Introduction

Evaluation of bone marrow fibrosis is essential in the assessment of newly diagnosed hematological malignancies and important for monitoring disease progression and therapeutic response, particularly in myeloproliferative neoplasms (MPNs). We previously developed an AI-based model, known as Continuous Indexing of Fibrosis (CIF), that can robustly quantitate marrow fibrosis, capturing fibrosis severity and heterogeneity beyond the limits of conventional manual histological assessment. This tool not only supports the diagnosis and classification of MPNs but has also shown significant potential for detecting early disease progression and enhancing the evaluation of novel therapeutics targeting myelofibrosis.

In this study we exhaustively evaluate the performance and utility of our research-grade CIF model using a large cohort of clinical bone marrow trephine (BMT) samples from a regional referral centre in the UK. In parallel, we assess its impact on fibrosis grading by a panel of international expert hematopathologists from several leading diagnostic centres.Method

CIF ranks predefined tile-level features from reticulin-stained whole slide images (WSIs) of BMTs on a normalized 0-1 scale, with each tile's rank defining its CIF score. The model outputs a range of values, including average sample score and sample heterogeneity. Tile scores were visualized as heatmaps overlaid on reticulin-stained WSIs during validation, enabling highly intuitive model interpretation.

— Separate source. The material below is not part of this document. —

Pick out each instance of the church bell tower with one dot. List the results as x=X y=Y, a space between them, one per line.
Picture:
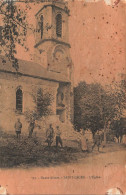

To assess performance at scale with real-world clinical data, we analyzed 1000 sequential BMT WSIs (April 2023 - July 2024) from the digital archive of Oxford University Hospitals NHS Foundation Trust. Diagnoses included myeloid (62%), non-myeloid (12%), no evidence of hematological malignancy (20%) and suboptimal samples (7%). A panel of 14 international hematopathologists independently reviewed all WSIs, with 836 (84%) flagged as being of sufficient quality to grade fibrosis. Employing a crossover study design with embedded washout periods, we assessed both intra- and inter-observer variability in fibrosis evaluation, with and without access to the CIF heatmap overlays.Results

Although trained on normal/reactive and MPN samples, CIF successfully mapped fibrosis scores in all cases deemed interpretable by our panel, regardless of diagnosis, staining variation or tissue processing quality.

Overall intra-rater agreement for WHO myelofibrosis grading among the expert haematopathologists was only 66.3% when reticulin-stained WSIs were re-evaluated without algorithmic support. Inter-rater agreement, assessed with quadratic-weighted Cohen's kappa, ranged from 0.51-0.84 (median 0.65), highlighting the inconsistency in fibrosis grading in real-world practice. These findings challenge historical reports of high concordance when conducted by experienced hematopathologists.

CIF heatmap augmentation yielded a small but statistically significant improvement in inter-rater agreement: Cohen's kappa increased to 0.60-0.84 (Wilcoxon signed-rank test, p=0.0017). Consensus on MF grade improved with CIF support (odds ratio 1.43, Wald test, p=0.0001) and crucially, individual pathologist grading aligned more closely with the expert consensus (odds ratio 1.20, Chi-squared test, p=0.0013).Conclusion

This study validates the CIF model for quantitative fibrosis assessment using real-world clinical data. CIF performed robustly across a broad range of diagnoses and sample qualities, and heatmap overlays significantly improved inter-observer consensus among expert hematopathologists with minimal prior AI experience.

Beyond showcasing our model's utility, these findings expose the limitations of manual fibrosis grading, with important implications for diagnosis, prognostication, treatment eligibility, and the interpretability of clinical trial data.

To our knowledge, this represents the largest real-world evaluation of a deep learning-based approach for BMT analysis in hematopathology. These findings lay the foundation for prospective evaluation of CIF model integration into routine diagnostic workflows, with the aim of systematically improving the accuracy and reproducibility of fibrosis grading. This work advances hematopathology towards the standards of objectivity and consistency demanded in the era of precision medicine, with the potential to deliver wide-ranging benefits for patient care and outcomes in MPNs.